Agnostic System Identification for Model-Based Reinforcement Learning
Stephane Ross, J. Andrew Bagnell
TL;DR
This work tackles agnostic model-based reinforcement learning by reducing it to a no-regret online learning problem through an iterative data-collection scheme (DAgger-style) that uses a balanced exploration distribution. It provides theoretical bounds linking policy performance to training losses and distribution mismatch, showing that no-regret online learners can achieve near-optimal control as data grows. The approach yields bounds that scale with model class complexity rather than MDP size and demonstrates practical efficacy on a simulated helicopter task, outperforming batch methods and mitigating train-test mismatch. The result is a simple, scalable, and principled MBRL algorithm with strong agnostic guarantees and broad applicability.
Abstract
A fundamental problem in control is to learn a model of a system from observations that is useful for controller synthesis.

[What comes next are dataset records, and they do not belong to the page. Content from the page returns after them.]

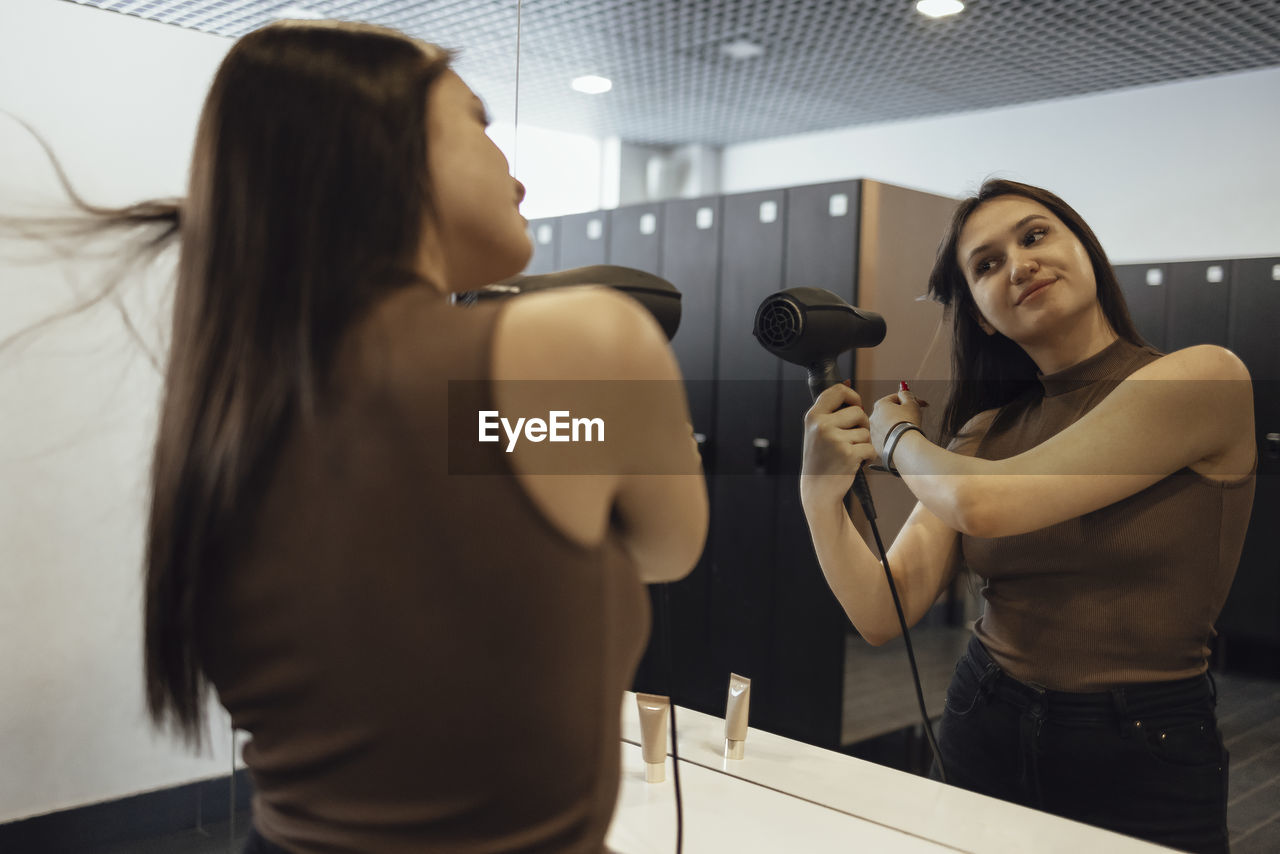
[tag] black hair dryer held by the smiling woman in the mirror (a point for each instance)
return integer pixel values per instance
(812, 327)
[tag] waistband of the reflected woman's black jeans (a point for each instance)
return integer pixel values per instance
(1127, 701)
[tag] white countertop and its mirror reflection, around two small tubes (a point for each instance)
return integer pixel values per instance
(787, 796)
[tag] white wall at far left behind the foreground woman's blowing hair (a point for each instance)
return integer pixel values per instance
(117, 99)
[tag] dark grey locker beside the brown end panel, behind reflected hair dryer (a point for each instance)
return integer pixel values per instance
(808, 669)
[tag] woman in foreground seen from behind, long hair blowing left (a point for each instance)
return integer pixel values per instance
(426, 636)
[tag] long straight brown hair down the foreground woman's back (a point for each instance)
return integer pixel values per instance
(308, 202)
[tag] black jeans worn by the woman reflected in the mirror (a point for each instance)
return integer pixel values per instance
(1141, 760)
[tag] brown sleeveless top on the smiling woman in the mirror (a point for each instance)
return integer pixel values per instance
(1127, 593)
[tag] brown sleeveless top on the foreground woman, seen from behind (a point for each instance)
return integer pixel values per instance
(423, 663)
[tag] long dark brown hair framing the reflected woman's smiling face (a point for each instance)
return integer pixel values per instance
(991, 371)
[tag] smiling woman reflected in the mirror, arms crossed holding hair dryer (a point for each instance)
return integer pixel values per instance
(1085, 691)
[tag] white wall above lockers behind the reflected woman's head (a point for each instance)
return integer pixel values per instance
(1182, 171)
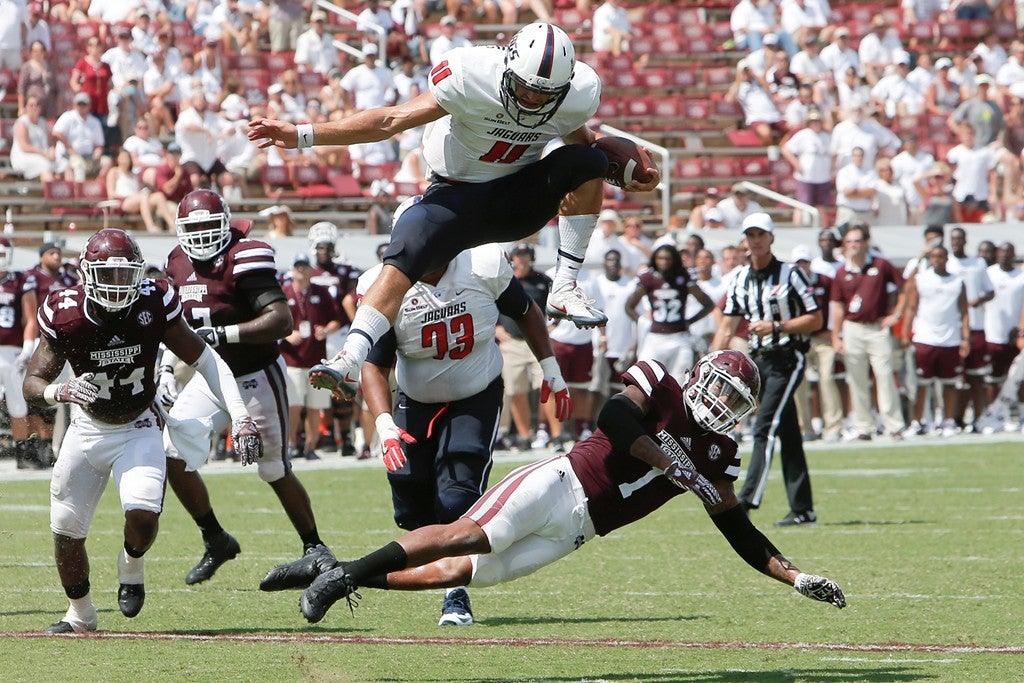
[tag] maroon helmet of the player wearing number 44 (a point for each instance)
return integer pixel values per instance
(112, 267)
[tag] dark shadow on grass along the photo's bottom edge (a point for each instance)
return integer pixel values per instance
(831, 675)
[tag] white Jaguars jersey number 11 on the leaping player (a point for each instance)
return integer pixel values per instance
(480, 142)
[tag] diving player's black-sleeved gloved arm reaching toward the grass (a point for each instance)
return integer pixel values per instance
(761, 554)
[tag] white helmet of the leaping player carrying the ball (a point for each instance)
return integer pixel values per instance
(540, 58)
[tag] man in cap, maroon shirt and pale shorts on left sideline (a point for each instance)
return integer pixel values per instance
(316, 315)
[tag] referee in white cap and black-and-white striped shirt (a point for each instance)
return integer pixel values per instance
(777, 301)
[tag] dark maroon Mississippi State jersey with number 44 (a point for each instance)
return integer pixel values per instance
(121, 352)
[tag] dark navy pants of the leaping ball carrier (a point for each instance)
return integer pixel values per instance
(454, 218)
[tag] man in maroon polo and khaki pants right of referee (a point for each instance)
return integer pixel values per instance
(868, 302)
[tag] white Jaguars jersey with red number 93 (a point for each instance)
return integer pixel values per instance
(446, 332)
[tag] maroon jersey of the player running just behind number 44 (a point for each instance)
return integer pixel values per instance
(214, 294)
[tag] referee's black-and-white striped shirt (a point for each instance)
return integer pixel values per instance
(778, 293)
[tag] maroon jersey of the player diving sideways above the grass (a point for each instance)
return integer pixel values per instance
(621, 489)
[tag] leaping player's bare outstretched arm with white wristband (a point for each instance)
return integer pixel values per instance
(367, 126)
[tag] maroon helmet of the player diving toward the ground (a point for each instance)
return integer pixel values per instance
(723, 390)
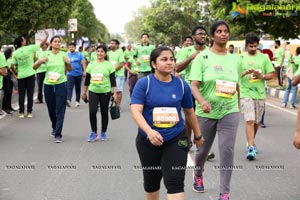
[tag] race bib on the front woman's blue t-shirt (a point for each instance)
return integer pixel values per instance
(165, 117)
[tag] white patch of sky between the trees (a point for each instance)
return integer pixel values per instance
(114, 14)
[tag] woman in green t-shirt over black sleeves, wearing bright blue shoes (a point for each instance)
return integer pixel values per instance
(100, 81)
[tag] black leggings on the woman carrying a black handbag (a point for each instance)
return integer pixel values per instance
(94, 100)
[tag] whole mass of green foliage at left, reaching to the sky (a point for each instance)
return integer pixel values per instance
(27, 16)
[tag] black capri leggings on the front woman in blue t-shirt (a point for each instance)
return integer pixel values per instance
(167, 161)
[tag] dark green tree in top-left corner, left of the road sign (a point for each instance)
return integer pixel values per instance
(27, 16)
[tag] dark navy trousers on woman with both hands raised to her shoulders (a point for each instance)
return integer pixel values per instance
(56, 100)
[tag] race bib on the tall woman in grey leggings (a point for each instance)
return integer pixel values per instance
(225, 88)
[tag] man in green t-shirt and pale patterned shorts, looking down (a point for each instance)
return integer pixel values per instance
(257, 68)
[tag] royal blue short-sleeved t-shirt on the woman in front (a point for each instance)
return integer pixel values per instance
(154, 93)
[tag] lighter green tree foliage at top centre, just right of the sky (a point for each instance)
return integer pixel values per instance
(169, 21)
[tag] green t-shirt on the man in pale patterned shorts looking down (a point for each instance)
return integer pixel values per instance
(250, 86)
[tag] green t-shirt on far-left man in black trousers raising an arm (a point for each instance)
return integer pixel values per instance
(23, 58)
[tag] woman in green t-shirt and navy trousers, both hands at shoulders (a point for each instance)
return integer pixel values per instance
(55, 85)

To provide good performance guarantees, existing methods must assume that the real system is in the class of models considered during learning. We present an iterative method with strong guarantees even in the agnostic case where the system is not in the class. In particular, we show that any no-regret online learning algorithm can be used to obtain a near-optimal policy, provided some model achieves low training error and access to a good exploration distribution. Our approach applies to both discrete and continuous domains. We demonstrate its efficacy and scalability on a challenging helicopter domain from the literature.